Custom built motor, throttle, percent meter, master switch, 48 to 12 volt converter, custom cableing for the batteries and the controller which Scott had built separately so it would'nt get wet at the companionway foot, detailed instructions ; it was all there. He'd even upgraded me to a dual 48/72 volt system, in case I should need it.
Often times things just fall in place. My South African friend, Faith offered to help. A piece of 2 by 4 drifted by and made a stong back from which to hang the motor on a handy billy and within a week it was all hooked up. No engineering, no dry dock.

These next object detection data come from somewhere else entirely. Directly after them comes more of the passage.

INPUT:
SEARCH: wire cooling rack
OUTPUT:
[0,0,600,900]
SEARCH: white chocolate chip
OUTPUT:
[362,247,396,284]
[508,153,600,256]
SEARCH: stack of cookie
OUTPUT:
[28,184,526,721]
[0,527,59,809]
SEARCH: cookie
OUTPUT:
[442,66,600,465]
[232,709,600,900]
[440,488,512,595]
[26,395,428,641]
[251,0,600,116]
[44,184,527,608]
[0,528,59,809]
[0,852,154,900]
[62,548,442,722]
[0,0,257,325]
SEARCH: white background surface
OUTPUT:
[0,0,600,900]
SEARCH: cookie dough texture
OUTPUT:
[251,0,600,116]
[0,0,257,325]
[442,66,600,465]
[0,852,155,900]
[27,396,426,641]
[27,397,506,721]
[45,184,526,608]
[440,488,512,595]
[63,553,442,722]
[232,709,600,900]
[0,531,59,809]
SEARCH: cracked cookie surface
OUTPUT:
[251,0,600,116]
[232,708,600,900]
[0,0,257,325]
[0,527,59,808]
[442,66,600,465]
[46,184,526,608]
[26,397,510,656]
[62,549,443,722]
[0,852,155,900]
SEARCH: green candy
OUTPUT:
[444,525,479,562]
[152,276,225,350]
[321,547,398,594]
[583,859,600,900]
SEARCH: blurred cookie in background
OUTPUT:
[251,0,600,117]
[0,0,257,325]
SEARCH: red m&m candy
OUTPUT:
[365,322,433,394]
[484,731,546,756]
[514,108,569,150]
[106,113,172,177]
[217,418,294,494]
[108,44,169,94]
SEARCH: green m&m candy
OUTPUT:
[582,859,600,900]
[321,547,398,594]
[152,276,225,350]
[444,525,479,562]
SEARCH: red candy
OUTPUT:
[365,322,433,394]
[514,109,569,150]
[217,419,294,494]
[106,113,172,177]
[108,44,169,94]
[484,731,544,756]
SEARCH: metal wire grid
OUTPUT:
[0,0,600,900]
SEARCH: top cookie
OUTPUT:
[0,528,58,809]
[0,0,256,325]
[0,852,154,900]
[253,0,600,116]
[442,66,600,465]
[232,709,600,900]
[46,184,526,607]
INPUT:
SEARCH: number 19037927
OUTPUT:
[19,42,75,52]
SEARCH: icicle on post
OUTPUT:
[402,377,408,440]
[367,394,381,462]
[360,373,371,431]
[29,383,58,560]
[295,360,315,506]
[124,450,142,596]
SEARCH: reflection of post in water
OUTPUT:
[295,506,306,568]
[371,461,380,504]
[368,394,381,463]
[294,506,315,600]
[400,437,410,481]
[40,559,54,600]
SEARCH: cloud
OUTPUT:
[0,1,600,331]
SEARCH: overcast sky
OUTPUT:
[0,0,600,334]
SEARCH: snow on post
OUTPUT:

Fortunately Trojan T105 batteries are available in Langkawi and with the help of a two young and strong Burmese workers we placed them in the space where the diesel used to sit. Not exactly level but secure and unable to come adrift at sea.
Now for the results:
Conditions; no wind, flat calm, runs up and down tide and averaged. GPS speed.
1.1 knots @ 4 amps,
1.93 knots @ 11 amps,
4.0 knots @ 72 amps.
LOA ----------------------- 39'04"
LWL ---------------------- 30'04"
Long fin, spade rudder, flat sections.
The motor limit comes on at 75 amps. The pitch is not quite right. It should go to 100 amps which may deliver another half knot and give a little more torque. The extra pulley Scott sent along for the 72 volt system may do the trick and I will swap it around soon. Otherwise I will have to adjust the Max Prop (self feathering) at next dry docking. Manoeuvering with the electric motor is a snap. Plenty of torque and of course no noise, no smoke. I charge up the batteries from shorepower at the marina via a battery charger. It's only pennies.
I have been in and out of the marina twice and the batteries are down 10%. When I extrapolate the data I come up with an endurance of 20 miles to a 50% discharge level and 30 miles to a 75% discharge level. Underway I will charge the batteries from the Air Marine wind mill; solar panels via Zahn's 12 to 48 volt optimizer. Another option is to change to a fixed propeller which would let the regen work on passage but the price is high; 15% loss could add up to a 30 mile a day deficit. There is a good chance I can do it all without buying a generator.which like the diesel is a step in the wrong direction.